O projeto de Cuatir nasceu há cerca de 10 anos na região de Cuando Cubango que é típica de savana africana, com uma vastidão de capim, que serve de pasto e esconderijo às cerca de 32 espécies de mamíferos e 112 de aves que povoam o local. Atualmente o local tem uma área de campismo e seis bungalows aptos para poder receber turistas e cientistas que têm investigado a vida selvagem neste projeto de conservação.

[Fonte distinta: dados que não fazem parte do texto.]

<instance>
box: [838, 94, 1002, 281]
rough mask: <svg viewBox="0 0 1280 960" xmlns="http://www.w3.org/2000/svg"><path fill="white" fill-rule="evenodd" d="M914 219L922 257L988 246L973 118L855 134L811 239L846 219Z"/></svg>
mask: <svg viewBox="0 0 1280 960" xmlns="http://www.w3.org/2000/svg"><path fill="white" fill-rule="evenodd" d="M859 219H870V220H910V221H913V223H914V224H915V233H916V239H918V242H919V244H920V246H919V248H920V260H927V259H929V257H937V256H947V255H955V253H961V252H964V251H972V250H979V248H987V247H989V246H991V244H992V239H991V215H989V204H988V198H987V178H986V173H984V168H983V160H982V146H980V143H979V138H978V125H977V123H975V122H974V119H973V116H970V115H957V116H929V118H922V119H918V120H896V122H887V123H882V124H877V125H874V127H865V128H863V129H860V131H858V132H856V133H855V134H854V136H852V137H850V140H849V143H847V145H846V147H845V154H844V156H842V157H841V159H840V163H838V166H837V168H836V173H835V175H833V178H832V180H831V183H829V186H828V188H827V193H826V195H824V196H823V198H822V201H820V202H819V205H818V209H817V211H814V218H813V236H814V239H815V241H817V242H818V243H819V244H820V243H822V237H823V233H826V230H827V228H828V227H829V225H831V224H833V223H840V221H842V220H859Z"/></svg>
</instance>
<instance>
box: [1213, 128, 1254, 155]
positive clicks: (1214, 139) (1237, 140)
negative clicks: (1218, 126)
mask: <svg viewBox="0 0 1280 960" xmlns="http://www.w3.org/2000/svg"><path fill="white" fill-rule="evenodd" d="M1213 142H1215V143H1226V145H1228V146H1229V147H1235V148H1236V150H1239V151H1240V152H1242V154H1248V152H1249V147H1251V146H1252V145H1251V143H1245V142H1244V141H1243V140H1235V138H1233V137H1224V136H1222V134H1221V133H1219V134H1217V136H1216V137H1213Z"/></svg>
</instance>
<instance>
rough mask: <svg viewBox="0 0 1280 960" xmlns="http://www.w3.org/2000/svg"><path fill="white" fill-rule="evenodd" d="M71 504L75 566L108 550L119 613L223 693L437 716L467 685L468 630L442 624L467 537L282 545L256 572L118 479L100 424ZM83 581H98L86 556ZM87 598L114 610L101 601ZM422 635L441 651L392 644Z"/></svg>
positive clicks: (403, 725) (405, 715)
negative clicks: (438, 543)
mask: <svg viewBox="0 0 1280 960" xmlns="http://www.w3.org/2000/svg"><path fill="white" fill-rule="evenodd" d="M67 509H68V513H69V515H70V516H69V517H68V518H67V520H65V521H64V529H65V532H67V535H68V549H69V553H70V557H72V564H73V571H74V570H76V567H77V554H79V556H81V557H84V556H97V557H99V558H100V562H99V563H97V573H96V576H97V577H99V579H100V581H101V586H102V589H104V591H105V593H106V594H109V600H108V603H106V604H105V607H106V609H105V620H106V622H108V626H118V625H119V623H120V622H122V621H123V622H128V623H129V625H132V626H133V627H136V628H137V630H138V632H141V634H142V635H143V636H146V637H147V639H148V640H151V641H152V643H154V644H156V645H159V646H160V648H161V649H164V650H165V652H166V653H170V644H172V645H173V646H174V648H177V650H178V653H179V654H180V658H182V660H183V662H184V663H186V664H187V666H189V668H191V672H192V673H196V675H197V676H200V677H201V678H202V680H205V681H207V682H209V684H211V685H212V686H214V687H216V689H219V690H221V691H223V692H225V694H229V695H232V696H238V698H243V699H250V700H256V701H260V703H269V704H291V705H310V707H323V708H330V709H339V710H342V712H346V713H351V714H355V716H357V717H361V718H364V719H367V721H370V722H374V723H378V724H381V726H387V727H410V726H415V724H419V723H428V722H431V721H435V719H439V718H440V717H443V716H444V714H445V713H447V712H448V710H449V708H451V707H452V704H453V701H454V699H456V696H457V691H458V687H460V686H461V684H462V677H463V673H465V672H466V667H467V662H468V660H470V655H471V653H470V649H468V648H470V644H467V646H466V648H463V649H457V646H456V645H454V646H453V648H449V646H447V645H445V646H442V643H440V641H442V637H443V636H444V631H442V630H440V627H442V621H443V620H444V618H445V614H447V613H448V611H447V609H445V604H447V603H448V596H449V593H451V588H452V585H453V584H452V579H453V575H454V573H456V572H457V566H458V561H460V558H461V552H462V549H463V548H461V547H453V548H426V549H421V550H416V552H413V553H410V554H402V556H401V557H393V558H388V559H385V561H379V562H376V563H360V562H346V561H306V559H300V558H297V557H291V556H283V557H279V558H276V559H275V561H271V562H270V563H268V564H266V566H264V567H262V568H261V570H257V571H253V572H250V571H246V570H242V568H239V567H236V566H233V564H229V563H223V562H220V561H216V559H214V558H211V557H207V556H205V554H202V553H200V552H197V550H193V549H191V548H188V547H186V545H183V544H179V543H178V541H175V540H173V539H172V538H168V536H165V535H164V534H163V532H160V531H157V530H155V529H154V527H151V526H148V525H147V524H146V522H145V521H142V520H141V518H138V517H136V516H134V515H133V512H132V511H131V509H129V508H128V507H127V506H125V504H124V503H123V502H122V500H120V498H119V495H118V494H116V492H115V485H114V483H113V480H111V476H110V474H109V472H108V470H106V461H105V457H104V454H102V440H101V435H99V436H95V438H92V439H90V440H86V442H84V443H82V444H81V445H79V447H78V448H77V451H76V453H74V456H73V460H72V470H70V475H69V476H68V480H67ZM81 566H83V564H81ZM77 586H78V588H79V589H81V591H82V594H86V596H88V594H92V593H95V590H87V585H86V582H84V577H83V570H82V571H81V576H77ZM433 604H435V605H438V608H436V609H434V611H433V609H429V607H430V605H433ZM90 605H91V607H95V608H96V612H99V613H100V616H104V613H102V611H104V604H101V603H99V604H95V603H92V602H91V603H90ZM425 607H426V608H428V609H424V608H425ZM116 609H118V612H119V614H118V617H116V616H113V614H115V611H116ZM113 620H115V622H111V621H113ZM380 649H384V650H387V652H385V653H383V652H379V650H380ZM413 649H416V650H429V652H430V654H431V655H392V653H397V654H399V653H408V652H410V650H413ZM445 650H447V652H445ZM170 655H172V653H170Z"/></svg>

Desde 2020 que Stefan Van Wyk começou a reintroduzir espécies que tinham desaparecido com a guerra, como a girafa e a zebra e, neste ano, está prevista a chegada de uma manada de 16 elefantes provenientes da Namíbia. “Queremos repovoar a área com elefantes para contribuir para a riqueza do Cuando Cubango (província angolana do sul), para o povo ter um futuro no ecoturismo”, disse o empresário, que recebe normalmente os turistas por via aérea.
Stefan van Wyk quer alargar a reserva privada – a única em Angola – para os 200 mil hectares para ter área suficiente para animais de grande porte, como elefantes e búfalos, e transformar o Cuatir no maior parque de safaris sob gestão privada em África, potenciando o turismo e criando postos de trabalho.
“A África do Sul tem o Tswualu, acho que com 100 mil hectares, Namíbia tem Erindi, com 70 mil hectares, e este vai ser o maior parque privado em África para ecoturismo”, ambiciona, frisando que a província angolana do Cuando Cubango é a mais adequada à vida selvagem, graças à extensa mancha florestal e ao regime de chuvas.
“Acho que o turismo pode contribuir muito para a economia de Angola, neste momento entram poucos turistas (…) e as viagens autónomas não trazem muito dinheiro para o país, queremos ajudar a nossa economia e nosso povo nessa área”, acrescentou.